As shown in FIG. 15, the prior art ink jet printhead has a rectangular head body 1e formed with ink inlet ports 8e at predetermined peripheral positions 19a-19d of the head body (four corners of the head body 1 in FIG. 15). These ink inlet ports 8e are connected to four common ink passages 50e, and these common ink passages 50e are connected to a plurality of individual ink passages 51e provided in radial arrangement. Further, the head body 1e has a front surface formed with a plurality of discharge ports 55e communicating with the corresponding discharge ports 55e.
The four ink inlet ports 8e are independent of each other. Therefore, if inks of different colors including yellow, magenta (red), cyan (blue) and black are supplied through the ink inlet ports 8e, it is possible to perform desired color printing.
As shown in FIG. 16 for example, the head body 1e comprises a passage forming panel 10e made of glass, and a vibration plate 11e laminated on the passage forming panel. The passage forming panel 10e has one surface formed with grooved ink passages 5e which includes the above-mentioned individual ink passages 51e and common ink passages 50e. Further, the vibration plate 11e has a rear surface provided with piezoelectric elements 13 by intervention of a conductor layer 12 which is made of ITO film (tin oxide film containing a small amount of additives or indium oxide film containing tin oxide) for example. When the vibration plate 11e is flexibly deformed in the direction of arrow N2 by application of a voltage to each of the piezoelectric elements 13, the volume of the corresponding ink passage 5e instantaneously decreases to discharge the inside ink of the ink passage 5e through the corresponding nozzle port 55e as an ink droplet.
With the prior art ink jet printhead, each of the grooved ink passages 5e is extended to an outer edge 19a (or 19b-19d) of the head body 1e to form an ink inlet port 8e. Therefore, the ink passage 5e tends to be long, consequently leading an increase of resistance against ink flow.
On the other hand, if air (foams) gets in the ink inside the ink passages 5e, it is necessary to connect e.g. a suction device to the nozzle ports 55e for discharging out the foams together with the ink inside the ink passages 5e. However, in the prior art ink jet printhead, since the ink passages 5e are long, the wasted amount of ink discharged with the foams becomes large. Further, as the ink passages 5e become longer, the operation of discharging the inside foams gets more difficult.
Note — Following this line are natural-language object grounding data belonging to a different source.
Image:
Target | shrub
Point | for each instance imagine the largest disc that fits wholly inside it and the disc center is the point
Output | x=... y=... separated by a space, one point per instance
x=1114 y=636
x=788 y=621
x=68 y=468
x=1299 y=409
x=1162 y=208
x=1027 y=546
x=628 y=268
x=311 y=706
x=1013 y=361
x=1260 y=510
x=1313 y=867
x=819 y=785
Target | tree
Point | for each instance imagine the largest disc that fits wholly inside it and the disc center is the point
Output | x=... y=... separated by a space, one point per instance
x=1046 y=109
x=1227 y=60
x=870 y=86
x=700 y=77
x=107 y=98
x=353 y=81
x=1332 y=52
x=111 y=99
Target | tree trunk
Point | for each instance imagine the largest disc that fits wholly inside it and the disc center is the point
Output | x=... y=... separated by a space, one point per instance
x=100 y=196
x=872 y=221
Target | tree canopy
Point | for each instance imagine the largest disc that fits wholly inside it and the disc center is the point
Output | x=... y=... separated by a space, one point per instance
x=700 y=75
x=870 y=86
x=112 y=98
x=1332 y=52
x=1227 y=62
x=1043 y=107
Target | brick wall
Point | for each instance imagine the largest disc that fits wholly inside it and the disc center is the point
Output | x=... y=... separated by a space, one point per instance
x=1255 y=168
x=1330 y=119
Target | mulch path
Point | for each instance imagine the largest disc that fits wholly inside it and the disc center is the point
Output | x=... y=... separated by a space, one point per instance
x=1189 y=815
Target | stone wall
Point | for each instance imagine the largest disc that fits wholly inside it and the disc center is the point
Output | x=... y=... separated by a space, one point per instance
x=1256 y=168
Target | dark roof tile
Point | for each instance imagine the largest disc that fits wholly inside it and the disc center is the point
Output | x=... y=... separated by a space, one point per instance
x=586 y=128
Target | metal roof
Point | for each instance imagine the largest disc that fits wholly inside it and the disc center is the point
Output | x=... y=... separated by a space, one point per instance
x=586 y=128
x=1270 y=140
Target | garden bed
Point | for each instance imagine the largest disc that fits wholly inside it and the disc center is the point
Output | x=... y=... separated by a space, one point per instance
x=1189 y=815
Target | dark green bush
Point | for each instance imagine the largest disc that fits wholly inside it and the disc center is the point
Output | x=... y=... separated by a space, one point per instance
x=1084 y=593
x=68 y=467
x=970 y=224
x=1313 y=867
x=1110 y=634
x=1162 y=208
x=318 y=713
Moreover, ink need be supplied from around the head body 1e for introducing the ink into the ink inlet ports 8e which are open radially of the head body 1e, as indicated by arrows N in FIG. 15. Thus, the structure for connecting the ink passages 5e of the head body 1e to the surrounding ink supply paths becomes complicated, and difficulty arises in sealing. As a result, the resistance to ink flow may vary greatly from one passage to another (which causes uneven discharge of ink droplets), and ink leakage is likely to occur. Further, there is also the problem of a manufacturing cost increase.